Landowners responded by dividing stores that were 2,000 square feet and 3,000 square feet into smaller spaces and raising the rents to take advantage of the higher demand. Lots of T-shirt stores and cheap gift shops moved in because they could do a hefty volume in the smaller spaces.
“The unique shops that used to pay a more reasonable rent basically couldn’t compete,” Felsenfall said. “They couldn’t pay the high rents that the T-shirt and food places could pay. There became an excessive number of these stores at the expense of Melrose.”
Felsenfall, however, believes Melrose may be moving into another phase of development, beyond T-shirt shops, many of which have recently closed. He reads this as a weeding out of an overpopulation and a sign that there may be room on the avenue for more innovative retailing.

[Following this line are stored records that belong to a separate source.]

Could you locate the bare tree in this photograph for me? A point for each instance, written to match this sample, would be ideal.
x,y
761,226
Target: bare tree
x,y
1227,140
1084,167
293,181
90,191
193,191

Felsenfall said there was a “thinning out” of yogurt shops several years ago. During the height of the yogurt craze, there were shops peddling the product on most corners in communities such as Westwood in Los Angeles, which is home to UCLA. Today there are fewer shops, but those that have survived are more successful.

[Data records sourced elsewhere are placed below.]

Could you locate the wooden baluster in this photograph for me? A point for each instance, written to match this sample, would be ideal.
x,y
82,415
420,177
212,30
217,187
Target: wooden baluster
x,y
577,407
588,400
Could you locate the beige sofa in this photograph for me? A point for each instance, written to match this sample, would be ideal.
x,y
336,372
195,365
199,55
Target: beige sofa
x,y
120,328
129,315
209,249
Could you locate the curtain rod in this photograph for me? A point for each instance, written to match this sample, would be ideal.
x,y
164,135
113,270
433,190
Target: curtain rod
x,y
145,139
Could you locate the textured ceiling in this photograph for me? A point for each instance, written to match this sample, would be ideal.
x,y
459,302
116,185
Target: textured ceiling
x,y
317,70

“The market on Melrose is demonstrating its own sense of discrimination,” Felsenfall said. “The proliferation of generic items is being rejected. A lot of international shoppers come to Melrose looking for unique items, and the [retailers] that respond to this will be most successful.”
If landlords combine some of the spaces they subdivided in the late Eighties, the street could offer more options to larger businesses. Z Gallery, for example, moved from Melrose to Beverly Center because it was looking for a space of about 8,000 square feet and couldn’t find it on Melrose. Beverly Center was more than willing to accommodate, said Garrisi of Z Gallery.
“We outgrew Melrose,” Garrisi said. It wasn’t a case of being dissatisfied with the area, he added. Several stores that cater to the designer customer have survived the past few years. X Collection, for example, has thrived for four years selling John Richmond, Van Buren, Jean Paul Gaultier and others for a clientele that includes the Los Angeles club crowd. The store has even launched its own designer line, called F8. In addition to being sold in X Collection, it is available at other retail accounts.
“I’ve got no complaints,” said Jimmy Rojas, co-owner of X Collection. “There are fewer stores around to give us competition.”
While rents on Melrose have risen to $2-$4 per square foot, they are still a bargain compared to other venues, such as Rodeo Drive, which charges $10-$13 per square foot.
Rojas of X Collection is bullish on the future of Melrose. “Regardless of what’s on the street, tourists will continue to come here because of ‘Melrose Place,”‘ he said. “They’ll come because of the hype.”